Posted By davidosler On 28 July, 2011 @ 14:18 In International | 121 Comments

St Petersburg: IF MY experience of the time it takes to read a 1,500 page book is typical, not one of the myriad opinion pieces so far penned on the ideology of Anders Breivik can possibly be based on close textual study of the ideas advanced in his now notorious manifesto.

As the rush to blame Islamists for last Friday’s atrocities in Oslo underlines, it is always wise to regard instant punditry as at best preliminary judgement, offered only until a considered opinion can be reached.

With that qualifier out of the way, I have skimmed ‘2083: a European Declaration of Independence’, and my first impression is of a document lacking any intellectual concision whatsoever. Names – including those of eminent liberal and even leftist thinkers – are dropped widely, but in a way that suggests only cursory familiarity with their thought.
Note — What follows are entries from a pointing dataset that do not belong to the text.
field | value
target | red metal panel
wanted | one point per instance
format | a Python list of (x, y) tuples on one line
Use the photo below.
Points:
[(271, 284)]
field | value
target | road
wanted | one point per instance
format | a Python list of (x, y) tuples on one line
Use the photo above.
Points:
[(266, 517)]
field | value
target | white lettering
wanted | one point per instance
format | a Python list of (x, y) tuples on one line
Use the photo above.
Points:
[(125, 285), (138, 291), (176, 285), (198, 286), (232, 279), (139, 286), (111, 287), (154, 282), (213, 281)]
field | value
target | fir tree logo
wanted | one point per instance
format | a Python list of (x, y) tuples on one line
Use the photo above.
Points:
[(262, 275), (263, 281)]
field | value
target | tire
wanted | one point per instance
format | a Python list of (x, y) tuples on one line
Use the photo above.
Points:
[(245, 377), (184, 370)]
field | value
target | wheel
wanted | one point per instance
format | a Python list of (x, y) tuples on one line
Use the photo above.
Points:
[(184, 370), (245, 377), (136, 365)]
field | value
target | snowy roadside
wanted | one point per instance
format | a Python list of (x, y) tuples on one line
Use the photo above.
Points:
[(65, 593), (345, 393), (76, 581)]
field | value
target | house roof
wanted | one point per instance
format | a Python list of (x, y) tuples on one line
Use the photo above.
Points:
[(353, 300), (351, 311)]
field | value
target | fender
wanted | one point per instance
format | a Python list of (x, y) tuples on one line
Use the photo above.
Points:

Some rightist commentators use Breivik’s nods to Locke, Burke, Mill, Gandhi and Orwell to insist that he could hardly have been influenced by any of the key themes of contemporary rightist discourse. Sorry, but that contention doesn’t quite stack up.

The available précis suggests that the substantive content is based on popular reactionary arguments that regularly find their way into the pages of Britain’s large circulation conservative newspapers, of which he appears to have been an avid reader.
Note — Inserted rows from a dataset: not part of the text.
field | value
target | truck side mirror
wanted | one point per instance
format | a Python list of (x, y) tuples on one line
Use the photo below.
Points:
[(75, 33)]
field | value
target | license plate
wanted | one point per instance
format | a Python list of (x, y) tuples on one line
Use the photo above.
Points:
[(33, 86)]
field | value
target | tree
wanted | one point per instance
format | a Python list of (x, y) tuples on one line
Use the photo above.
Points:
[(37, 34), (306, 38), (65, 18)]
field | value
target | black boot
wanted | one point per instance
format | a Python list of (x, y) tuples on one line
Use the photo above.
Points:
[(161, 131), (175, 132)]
It is these opinion columns deprecating ‘cultural Marxism’, ‘political correctness gone mad’, ‘the EUSSR’, and ‘the Islamisation of Europe’ that provided Breivik with the raw material that enabled him to form what passes for a worldview.
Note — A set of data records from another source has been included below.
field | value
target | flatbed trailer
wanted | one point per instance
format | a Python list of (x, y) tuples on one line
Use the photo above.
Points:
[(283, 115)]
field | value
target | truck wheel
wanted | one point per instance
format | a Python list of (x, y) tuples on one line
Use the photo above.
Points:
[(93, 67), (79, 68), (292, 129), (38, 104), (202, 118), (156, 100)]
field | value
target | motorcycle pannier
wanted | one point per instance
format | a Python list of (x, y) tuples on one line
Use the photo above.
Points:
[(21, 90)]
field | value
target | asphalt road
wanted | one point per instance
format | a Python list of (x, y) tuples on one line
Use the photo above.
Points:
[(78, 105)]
This has led some leftie bloggers to assert that moral responsibility can be traced back to original purveyors of these positions, in the same way they held Sarah Palin responsible for Jared Loughner. That would be a mistake, too. It surely wasn’t Melanie Phillips’ finger on the trigger at Utøya.

It would be doubly wrong to move on to call for the suppression of wrong-headed ideas falling short of direct incitement to violence, simply because of the risk that they might prove inspirational to the cracked.

In any case, Breivik could just have easily latched on to some other set of syncretisms by way of his search for a theoretical basis. Relatively recent history alone provides examples of leftist and religious terrorism, too.

Plenty of gunmen who go postal – to use a US vernacularism that originated from just such a mass shooting – are strictly apolitical. In that sense, the ideology at work is pretty much incidental.

Unfortunately we have to face the truth that no measures can guarantee against future slaughters of this kind. By all means monitor internet discussion boards, and double check on guys who order fertiliser by the tonne. And then keep your fingers crossed, because after that, you are on your own.